5G, unlike 4G, seems to be creating new opportunities for partnerships between mobile operators and hyperscale cloud computing giants, in large part because edge computing has to be supported.
Some suppliers of software infrastructure for telcos also are using Google Cloud as the platform for services supplied to mobile service provider customers. Netcracker Technology, for example, deploys its entire digital BSS/OSS and orchestration stack on Google Cloud.
Especially in the edge computing area, mobile operators aim to supply low-latency 5G connections while the hyperscale cloud providers supply computing. That might seem a classic case of "dumb pipe" as the revenue model, but optimists might argue that is about as good an outcome as might be expected.

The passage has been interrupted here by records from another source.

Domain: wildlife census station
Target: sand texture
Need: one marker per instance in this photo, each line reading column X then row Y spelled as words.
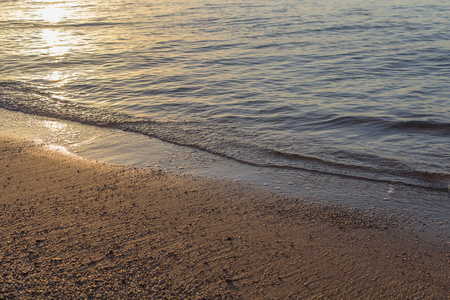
column 77, row 229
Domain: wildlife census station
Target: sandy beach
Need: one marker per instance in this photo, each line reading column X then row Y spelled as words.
column 77, row 229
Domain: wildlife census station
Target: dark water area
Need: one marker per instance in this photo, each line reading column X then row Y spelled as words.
column 356, row 90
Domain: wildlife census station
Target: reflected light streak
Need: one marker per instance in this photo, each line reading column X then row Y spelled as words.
column 53, row 14
column 57, row 45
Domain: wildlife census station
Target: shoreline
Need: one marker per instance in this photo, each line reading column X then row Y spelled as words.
column 82, row 229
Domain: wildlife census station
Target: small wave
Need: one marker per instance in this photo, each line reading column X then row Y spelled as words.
column 423, row 126
column 437, row 181
column 20, row 96
column 351, row 121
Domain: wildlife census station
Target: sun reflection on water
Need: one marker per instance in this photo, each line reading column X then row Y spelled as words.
column 53, row 13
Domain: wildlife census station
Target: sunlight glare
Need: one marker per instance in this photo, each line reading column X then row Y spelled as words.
column 53, row 14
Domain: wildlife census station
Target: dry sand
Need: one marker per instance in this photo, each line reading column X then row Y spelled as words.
column 75, row 229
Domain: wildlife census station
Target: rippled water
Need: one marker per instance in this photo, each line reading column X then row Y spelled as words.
column 358, row 89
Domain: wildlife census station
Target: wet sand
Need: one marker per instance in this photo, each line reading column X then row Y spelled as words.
column 73, row 228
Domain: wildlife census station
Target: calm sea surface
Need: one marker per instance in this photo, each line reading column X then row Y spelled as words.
column 357, row 89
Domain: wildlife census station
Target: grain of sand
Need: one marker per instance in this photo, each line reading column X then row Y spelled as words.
column 77, row 229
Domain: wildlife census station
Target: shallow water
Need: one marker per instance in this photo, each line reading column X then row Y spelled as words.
column 343, row 90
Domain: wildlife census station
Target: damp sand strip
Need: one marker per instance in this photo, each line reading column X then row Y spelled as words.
column 74, row 228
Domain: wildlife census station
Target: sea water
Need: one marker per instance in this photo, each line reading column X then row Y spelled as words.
column 347, row 100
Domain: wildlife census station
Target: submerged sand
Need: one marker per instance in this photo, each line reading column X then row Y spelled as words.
column 73, row 228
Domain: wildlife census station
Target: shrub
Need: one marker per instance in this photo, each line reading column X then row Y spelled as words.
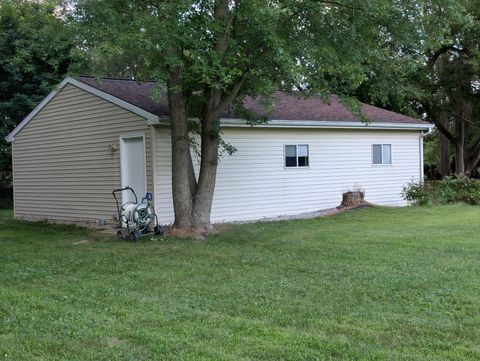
column 449, row 190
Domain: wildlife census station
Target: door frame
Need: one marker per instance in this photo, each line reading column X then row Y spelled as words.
column 123, row 175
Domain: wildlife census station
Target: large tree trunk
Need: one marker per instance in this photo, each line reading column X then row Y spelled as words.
column 210, row 135
column 182, row 167
column 464, row 112
column 474, row 159
column 445, row 167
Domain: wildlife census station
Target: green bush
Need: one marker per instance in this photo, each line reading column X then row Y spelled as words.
column 449, row 190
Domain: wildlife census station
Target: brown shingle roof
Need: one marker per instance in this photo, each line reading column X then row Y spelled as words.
column 285, row 106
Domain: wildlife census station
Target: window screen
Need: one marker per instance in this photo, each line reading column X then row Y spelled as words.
column 387, row 154
column 296, row 155
column 290, row 156
column 377, row 154
column 382, row 154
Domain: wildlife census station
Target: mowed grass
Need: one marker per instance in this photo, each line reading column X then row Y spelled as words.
column 375, row 284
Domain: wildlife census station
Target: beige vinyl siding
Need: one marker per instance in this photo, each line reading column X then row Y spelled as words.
column 253, row 183
column 64, row 169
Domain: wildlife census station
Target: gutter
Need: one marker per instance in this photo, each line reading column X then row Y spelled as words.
column 312, row 124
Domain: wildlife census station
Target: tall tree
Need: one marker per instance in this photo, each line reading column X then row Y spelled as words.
column 34, row 56
column 210, row 54
column 452, row 86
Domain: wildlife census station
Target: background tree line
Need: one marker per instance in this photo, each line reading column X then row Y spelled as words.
column 417, row 57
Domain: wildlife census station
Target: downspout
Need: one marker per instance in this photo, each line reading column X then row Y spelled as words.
column 420, row 150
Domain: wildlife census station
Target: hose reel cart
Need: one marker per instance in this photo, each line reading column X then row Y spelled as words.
column 134, row 218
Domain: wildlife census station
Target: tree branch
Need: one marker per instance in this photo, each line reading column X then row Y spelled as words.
column 445, row 48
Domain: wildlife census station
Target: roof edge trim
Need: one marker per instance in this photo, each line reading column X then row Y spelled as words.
column 281, row 123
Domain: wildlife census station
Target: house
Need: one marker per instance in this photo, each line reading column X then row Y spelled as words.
column 88, row 138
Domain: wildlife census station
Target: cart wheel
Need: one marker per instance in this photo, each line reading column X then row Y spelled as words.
column 120, row 235
column 134, row 236
column 158, row 230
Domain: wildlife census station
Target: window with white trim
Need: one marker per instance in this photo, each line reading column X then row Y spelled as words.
column 382, row 154
column 296, row 155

Some service providers also are partnering with Google Cloud to support internal and customer-facing operations. So much has changed in five years. Back then, many top telco executives ranked Google as a bigger threat than other telcos.
A 2015 survey of 101 service providers sponsored by Openet Telecom, including respondents from every region, found “over the top” application providers were viewed as the most-significant competitors.

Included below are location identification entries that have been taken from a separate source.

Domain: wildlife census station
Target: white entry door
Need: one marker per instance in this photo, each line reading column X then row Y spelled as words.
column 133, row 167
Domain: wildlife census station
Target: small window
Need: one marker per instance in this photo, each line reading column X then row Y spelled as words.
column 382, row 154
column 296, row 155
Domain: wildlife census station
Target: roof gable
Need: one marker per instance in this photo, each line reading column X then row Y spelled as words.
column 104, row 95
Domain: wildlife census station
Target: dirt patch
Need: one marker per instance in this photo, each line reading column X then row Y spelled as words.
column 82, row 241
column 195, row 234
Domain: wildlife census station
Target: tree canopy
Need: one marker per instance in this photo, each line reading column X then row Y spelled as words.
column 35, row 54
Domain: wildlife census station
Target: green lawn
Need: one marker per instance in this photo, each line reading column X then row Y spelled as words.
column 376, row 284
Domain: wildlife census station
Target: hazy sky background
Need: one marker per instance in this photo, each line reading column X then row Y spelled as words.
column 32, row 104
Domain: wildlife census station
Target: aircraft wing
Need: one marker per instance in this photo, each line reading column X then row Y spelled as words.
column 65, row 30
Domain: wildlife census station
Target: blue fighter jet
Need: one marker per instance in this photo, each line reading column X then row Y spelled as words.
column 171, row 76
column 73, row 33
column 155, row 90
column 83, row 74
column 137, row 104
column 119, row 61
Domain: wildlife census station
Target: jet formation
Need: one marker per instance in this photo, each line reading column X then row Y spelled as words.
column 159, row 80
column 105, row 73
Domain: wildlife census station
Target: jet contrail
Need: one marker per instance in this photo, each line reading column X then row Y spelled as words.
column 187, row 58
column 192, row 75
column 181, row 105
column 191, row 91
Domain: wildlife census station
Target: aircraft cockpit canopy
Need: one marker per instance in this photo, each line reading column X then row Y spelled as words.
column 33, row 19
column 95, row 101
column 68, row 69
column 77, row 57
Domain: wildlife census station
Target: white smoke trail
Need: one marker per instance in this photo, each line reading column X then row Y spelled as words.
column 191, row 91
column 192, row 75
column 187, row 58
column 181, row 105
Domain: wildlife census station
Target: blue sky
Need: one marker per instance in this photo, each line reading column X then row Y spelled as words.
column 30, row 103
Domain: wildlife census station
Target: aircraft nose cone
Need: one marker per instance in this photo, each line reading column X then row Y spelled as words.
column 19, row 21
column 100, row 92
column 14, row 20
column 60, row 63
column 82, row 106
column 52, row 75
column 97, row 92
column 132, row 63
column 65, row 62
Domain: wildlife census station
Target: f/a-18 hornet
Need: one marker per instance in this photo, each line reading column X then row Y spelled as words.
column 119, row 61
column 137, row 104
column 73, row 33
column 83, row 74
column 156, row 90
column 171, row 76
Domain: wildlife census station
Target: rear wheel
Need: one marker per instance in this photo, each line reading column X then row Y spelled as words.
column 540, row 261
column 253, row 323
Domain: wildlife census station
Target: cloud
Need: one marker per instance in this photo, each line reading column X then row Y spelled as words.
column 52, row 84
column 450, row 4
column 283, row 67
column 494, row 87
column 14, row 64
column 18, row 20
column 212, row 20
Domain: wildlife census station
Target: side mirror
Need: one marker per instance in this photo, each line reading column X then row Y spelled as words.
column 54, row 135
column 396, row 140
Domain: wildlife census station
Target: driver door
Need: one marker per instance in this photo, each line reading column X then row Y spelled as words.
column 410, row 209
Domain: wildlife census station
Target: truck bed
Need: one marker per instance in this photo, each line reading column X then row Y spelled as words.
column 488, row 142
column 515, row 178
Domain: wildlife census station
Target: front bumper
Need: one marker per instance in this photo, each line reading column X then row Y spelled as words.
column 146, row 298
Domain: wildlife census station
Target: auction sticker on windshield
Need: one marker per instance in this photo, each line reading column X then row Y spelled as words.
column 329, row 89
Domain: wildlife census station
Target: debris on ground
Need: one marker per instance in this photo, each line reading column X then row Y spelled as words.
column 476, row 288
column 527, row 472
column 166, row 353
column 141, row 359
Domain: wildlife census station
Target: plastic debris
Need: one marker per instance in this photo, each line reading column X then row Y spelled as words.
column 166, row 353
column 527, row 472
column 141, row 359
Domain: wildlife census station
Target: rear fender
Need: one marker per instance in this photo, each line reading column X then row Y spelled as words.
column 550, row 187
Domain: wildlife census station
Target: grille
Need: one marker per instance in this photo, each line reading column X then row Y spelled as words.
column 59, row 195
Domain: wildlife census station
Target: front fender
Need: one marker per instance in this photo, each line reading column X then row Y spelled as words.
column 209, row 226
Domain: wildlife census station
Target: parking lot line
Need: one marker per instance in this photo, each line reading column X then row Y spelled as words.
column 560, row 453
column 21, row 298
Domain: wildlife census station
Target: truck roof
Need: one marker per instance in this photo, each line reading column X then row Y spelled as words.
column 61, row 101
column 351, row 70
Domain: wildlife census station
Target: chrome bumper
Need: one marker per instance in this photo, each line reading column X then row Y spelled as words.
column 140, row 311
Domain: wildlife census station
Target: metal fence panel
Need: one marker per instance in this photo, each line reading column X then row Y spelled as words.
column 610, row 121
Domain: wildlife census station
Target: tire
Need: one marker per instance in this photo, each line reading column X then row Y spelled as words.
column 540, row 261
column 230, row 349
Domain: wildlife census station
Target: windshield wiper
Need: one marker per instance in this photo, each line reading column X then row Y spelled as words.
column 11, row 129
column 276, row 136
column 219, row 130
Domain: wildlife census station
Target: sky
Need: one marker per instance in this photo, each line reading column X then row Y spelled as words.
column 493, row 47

In fact, app providers were deemed bigger threats than other mobile operators, mobile virtual network operators, Wi-Fi first MVNOs, fixed network operators or free Wi-Fi providers. These days, a growing number of tier-one telcos are partnering in new ways with hyperscale cloud services providers. And so are key telco suppliers.
Netcracker also will leverage Anthos, Google Cloud’s open application platform that helps telecommunications customers deploy, manage, and optimize their applications, whether they are on-premise or in the cloud, to deliver its suite of products across multiple private and public clouds, on-premise environments, and at the network edge.

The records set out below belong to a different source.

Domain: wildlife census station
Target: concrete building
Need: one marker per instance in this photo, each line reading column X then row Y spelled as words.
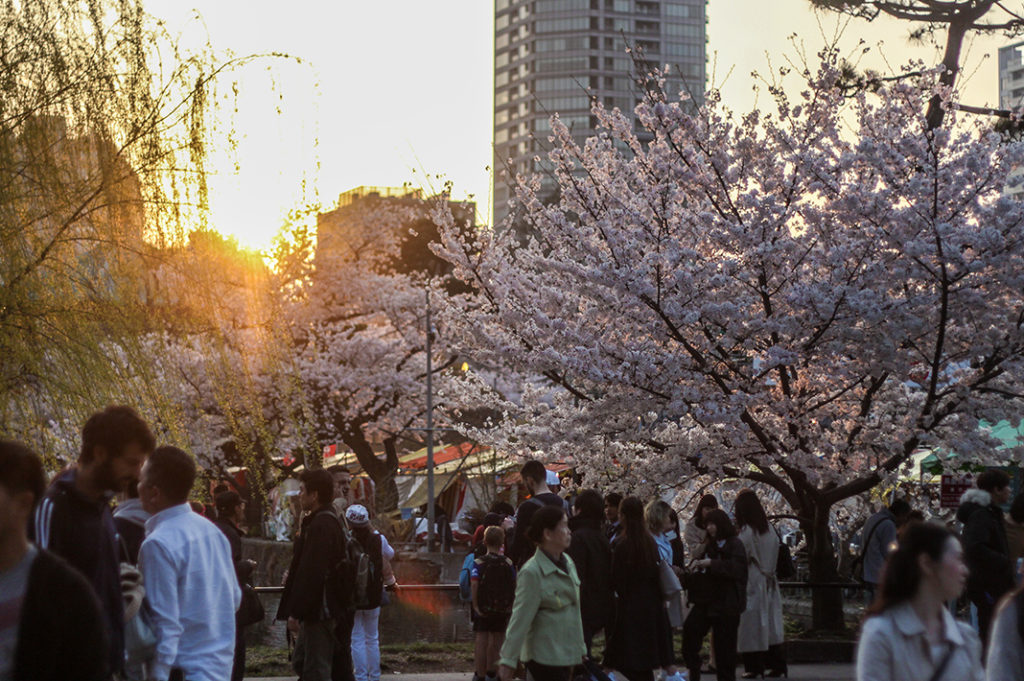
column 556, row 55
column 1012, row 96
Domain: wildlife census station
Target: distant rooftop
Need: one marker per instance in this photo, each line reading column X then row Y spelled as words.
column 366, row 192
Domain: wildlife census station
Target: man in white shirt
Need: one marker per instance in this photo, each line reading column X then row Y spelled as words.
column 190, row 588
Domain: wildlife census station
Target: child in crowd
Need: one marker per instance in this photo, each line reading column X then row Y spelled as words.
column 493, row 579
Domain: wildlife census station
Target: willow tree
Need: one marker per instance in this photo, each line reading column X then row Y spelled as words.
column 948, row 22
column 102, row 141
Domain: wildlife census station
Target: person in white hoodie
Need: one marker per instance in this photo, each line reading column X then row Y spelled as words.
column 985, row 546
column 129, row 518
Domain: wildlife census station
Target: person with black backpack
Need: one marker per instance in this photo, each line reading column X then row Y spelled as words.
column 369, row 580
column 1006, row 647
column 493, row 580
column 761, row 634
column 309, row 603
column 535, row 478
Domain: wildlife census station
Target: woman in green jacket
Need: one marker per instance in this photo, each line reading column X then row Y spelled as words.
column 546, row 629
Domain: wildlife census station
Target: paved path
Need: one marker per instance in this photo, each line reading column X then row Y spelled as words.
column 805, row 672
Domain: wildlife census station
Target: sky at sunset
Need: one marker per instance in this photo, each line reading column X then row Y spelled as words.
column 394, row 91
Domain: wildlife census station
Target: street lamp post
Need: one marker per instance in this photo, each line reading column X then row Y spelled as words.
column 430, row 434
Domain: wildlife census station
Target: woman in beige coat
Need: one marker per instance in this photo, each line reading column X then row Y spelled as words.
column 761, row 634
column 909, row 635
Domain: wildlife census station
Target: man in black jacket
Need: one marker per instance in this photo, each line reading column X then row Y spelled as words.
column 50, row 625
column 308, row 603
column 985, row 545
column 74, row 519
column 535, row 478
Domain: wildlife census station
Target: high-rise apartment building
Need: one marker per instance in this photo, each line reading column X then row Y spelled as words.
column 554, row 55
column 1012, row 76
column 1012, row 96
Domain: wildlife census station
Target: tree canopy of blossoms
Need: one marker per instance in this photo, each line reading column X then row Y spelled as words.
column 802, row 298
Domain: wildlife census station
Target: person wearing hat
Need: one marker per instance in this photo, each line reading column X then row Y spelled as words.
column 52, row 628
column 535, row 479
column 366, row 642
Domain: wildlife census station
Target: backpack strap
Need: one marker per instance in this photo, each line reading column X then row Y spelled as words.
column 937, row 674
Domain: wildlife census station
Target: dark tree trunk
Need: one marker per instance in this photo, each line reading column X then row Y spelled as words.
column 826, row 603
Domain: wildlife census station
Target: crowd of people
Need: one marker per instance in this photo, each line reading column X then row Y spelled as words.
column 155, row 589
column 613, row 564
column 608, row 564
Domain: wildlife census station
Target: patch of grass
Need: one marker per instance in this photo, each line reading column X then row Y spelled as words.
column 267, row 661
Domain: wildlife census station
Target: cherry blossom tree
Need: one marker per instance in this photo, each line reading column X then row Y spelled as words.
column 801, row 298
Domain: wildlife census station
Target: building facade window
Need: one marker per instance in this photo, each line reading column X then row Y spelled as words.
column 683, row 49
column 562, row 44
column 554, row 104
column 561, row 5
column 573, row 64
column 680, row 11
column 559, row 25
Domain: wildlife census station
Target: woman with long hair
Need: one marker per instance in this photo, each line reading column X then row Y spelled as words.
column 546, row 630
column 695, row 535
column 761, row 635
column 908, row 634
column 640, row 640
column 1006, row 647
column 366, row 642
column 718, row 593
column 592, row 554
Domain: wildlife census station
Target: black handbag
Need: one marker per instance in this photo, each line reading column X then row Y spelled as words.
column 697, row 585
column 251, row 610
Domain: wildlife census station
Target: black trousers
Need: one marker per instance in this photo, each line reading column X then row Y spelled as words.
column 239, row 668
column 539, row 672
column 634, row 675
column 772, row 660
column 341, row 664
column 725, row 629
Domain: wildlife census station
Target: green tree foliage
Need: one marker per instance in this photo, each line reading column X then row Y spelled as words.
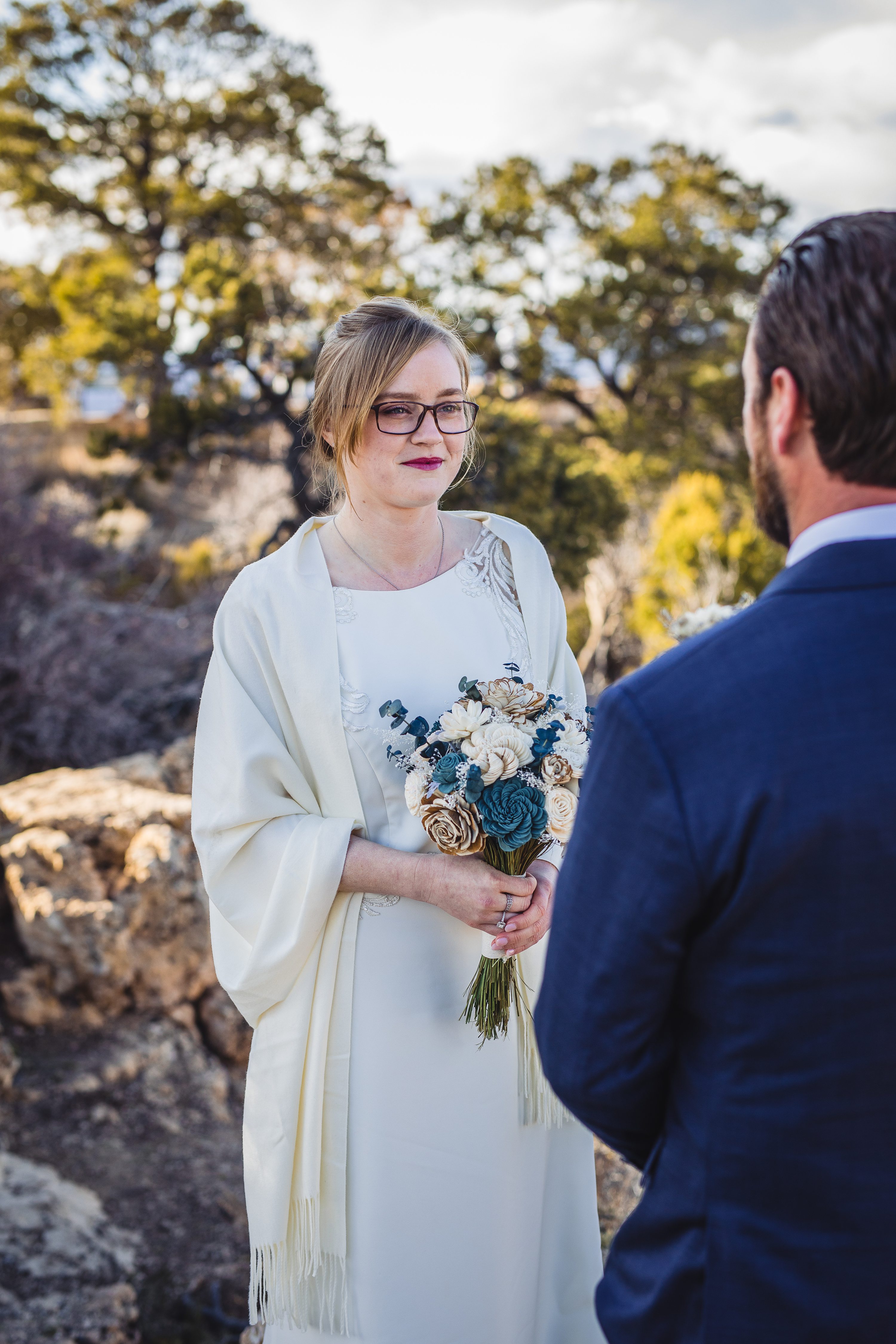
column 705, row 547
column 640, row 277
column 222, row 210
column 547, row 479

Realistically, many might now conclude, telcos cannot challenge the hyperscalers. So partnerships combining edge connectivity with hyperscale computing are likely the only ways partnerships between mobile operators and hyperscalers can succeed.
Google Cloud says it is helping telecommunications companies monetize 5G as a business services platform, in part by prototyping and developing edge computing use cases in retail, manufacturing and transportation.
The Global Mobile Edge Cloud program, for example, aims to create a portfolio and marketplace of 5G solutions built jointly with telecommunications companies; an open cloud platform for developing these network-centric applications; and a global distributed edge for optimally deploying these solutions, Google Cloud says.
A collaboration with AT&T is part of that effort, where AT&T supplies the network while Google Cloud supplies the computing functions.
That might strike you as yet another instance of telcos supplying connectivity (dumb pipe) while somebody else supplies the applications. Realists might say that is about as good as it gets, in many cases.
A few tier-one service providers might hope to create platforms or services and applications for vertical markets. Already, one can see that in prior efforts to diversify into applications and platforms. Between 2017 and 2018, for example, AT&T significantly added non-telecom revenues. Edge computing and internet of things appear to be the next big promising opportunities for connectivity providers.